The second time I unlocked the door to the apartment on Birch Street, my hands knew the key before my mind did. Turn left, slight upward pressure, the click that means the deadbolt has released. The hallway smelled the same — lavender detergent and something faintly sweet I could never identify. The dog heard me before I finished opening the door. His nails on the hardwood, the particular rhythm of his approach, the snuffling at my knees before I had set down my bag.
His name was Walter. A beagle mix with the mournful eyes of someone who has read too much Russian literature. The first time I met him, he regarded me with suspicion that bordered on philosophical inquiry. By the second visit, he brought me his rope toy. By the third, he slept with his head on my foot while I read on the couch, and I understood that I had been accepted into a category I did not have a name for — not family, not stranger, but something in the liminal space between.
Returning to an apartment changes your relationship to it. The first visit is reconnaissance. You memorize the feeding instructions, locate the emergency contact number, note where the spare leash hangs. You are a visitor performing competence. The second visit is recognition. You know which step creaks on the staircase. You know the microwave requires a gentle slam to close properly. You know Walter will pretend he does not want the treat you are holding until you count to three.
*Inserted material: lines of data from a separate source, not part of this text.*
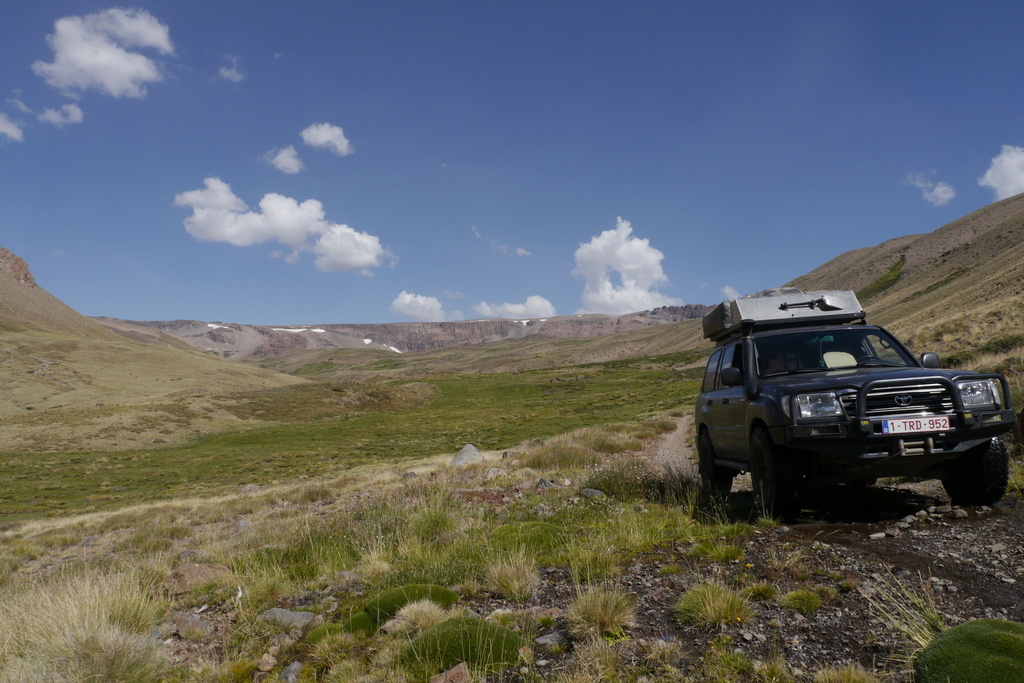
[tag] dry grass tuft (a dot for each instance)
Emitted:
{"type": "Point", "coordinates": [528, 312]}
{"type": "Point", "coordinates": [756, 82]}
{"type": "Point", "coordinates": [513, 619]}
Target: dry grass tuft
{"type": "Point", "coordinates": [600, 611]}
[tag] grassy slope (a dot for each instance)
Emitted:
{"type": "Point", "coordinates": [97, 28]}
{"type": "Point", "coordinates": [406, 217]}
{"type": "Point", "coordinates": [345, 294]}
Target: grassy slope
{"type": "Point", "coordinates": [960, 287]}
{"type": "Point", "coordinates": [328, 428]}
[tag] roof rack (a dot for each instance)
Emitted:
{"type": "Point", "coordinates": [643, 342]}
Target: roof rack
{"type": "Point", "coordinates": [781, 307]}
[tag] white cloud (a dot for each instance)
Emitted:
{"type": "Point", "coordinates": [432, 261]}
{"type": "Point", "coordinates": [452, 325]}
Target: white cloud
{"type": "Point", "coordinates": [1006, 174]}
{"type": "Point", "coordinates": [9, 128]}
{"type": "Point", "coordinates": [938, 194]}
{"type": "Point", "coordinates": [94, 51]}
{"type": "Point", "coordinates": [422, 308]}
{"type": "Point", "coordinates": [18, 104]}
{"type": "Point", "coordinates": [536, 306]}
{"type": "Point", "coordinates": [326, 135]}
{"type": "Point", "coordinates": [68, 114]}
{"type": "Point", "coordinates": [286, 160]}
{"type": "Point", "coordinates": [220, 216]}
{"type": "Point", "coordinates": [639, 268]}
{"type": "Point", "coordinates": [232, 73]}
By the fourth or fifth visit, something shifts that I can only describe as domestic. You stop checking the instructions. You know them. You stop looking for the leash. Your hand goes to the hook automatically. You pour coffee into the mug that has become yours by default — the chipped blue one, third shelf, left side — and you sit in the chair that Walter has apparently designated as yours by the simple fact that he expects you to sit there.
I have thought about why this feels like coming home when it is not my home. The owners are strangers I have met only once, briefly, at the beginning. I do not know their last names. I do not know what they argue about or what they watch on television or whether they are happy. And yet the apartment holds my habits now, and I hold its habits, and Walter holds both of us in his small beagle consciousness as part of the expected order of things.
Perhaps home is not a place but a pattern. The repetition of arrival, the sequence of small rituals, the accumulation of shared afternoons that begin to feel like memory even while they are still happening. I arrive. Walter greets me. I walk him on the route we have established — left on Birch, right on Maple, the tree where he always pauses. I return. I feed him. I sit in the blue-mug chair. The afternoon passes. I leave. The apartment resumes its waiting.
There is a grief in leaving that I did not anticipate. Not dramatic grief — not the grief of endings, but the grief of temporary departures that accumulate into something heavier than their individual weight suggests. I lock the door. Walter presses his nose to the window. I walk to my car and sit for a moment before starting the engine, and I think: I will be back. And I will, until I will not, because eventually the owners return from their trip or their conference or their season abroad, and Walter's world contracts back to the people he belongs to, and I become a memory he may or may not retain.
I wonder sometimes what Walter remembers. Dogs are supposed to remember scents, routines, the sound of specific cars in driveways. Do they remember the person who kept them company during the weeks their humans were gone? Do they remember the blue-mug chair, the counting-to-three before treats, the foot that served as a pillow? I hope so, though I know hope is a human imposition on a beagle's interior life.
What I remember is this: the habit of returning to a place that is not mine but has accepted my habits anyway. The way familiarity grows not from ownership but from repetition. The way a dog's rope toy on the floor can feel like evidence that you belong somewhere, even temporarily, even provisionally.
I have returned to many apartments since Birch Street. Some have become familiar in the same way. Others remain one-time encounters — functional, pleasant, forgettable. I cannot always predict which will become the ones I return to in memory. But the ones that do share a quality I am still learning to name: they let me develop habits. They let me arrive and be expected. They offer, in the absence of my own home's particular comforts, a substitute architecture of routine.
The last time I visited Walter's apartment, the owners had returned. I handed over the keys in the parking lot, exchanged pleasantries, received thanks that felt disproportionate to what I had done, which was simply be present. I did not go inside. I did not see Walter. I drove away with the specific sadness of knowing a chapter had closed without ceremony.
Months later, I walked past Birch Street on an unrelated errand. I looked up at the third-floor window and wondered if Walter was at his post, nose against glass, waiting for someone. The habit of returning does not end when the returning stops. It becomes part of how you move through the world — aware that you have left pieces of yourself in apartments you will never enter again, and that those pieces are not lost, exactly, but archived in a way that only you can access.
Home, I am learning, is not where you keep your things. It is where your patterns are recognized. And sometimes, if you are fortunate, it is where a beagle brings you his rope toy on the second visit, as though to say: you came back. I noticed. Please stay awhile.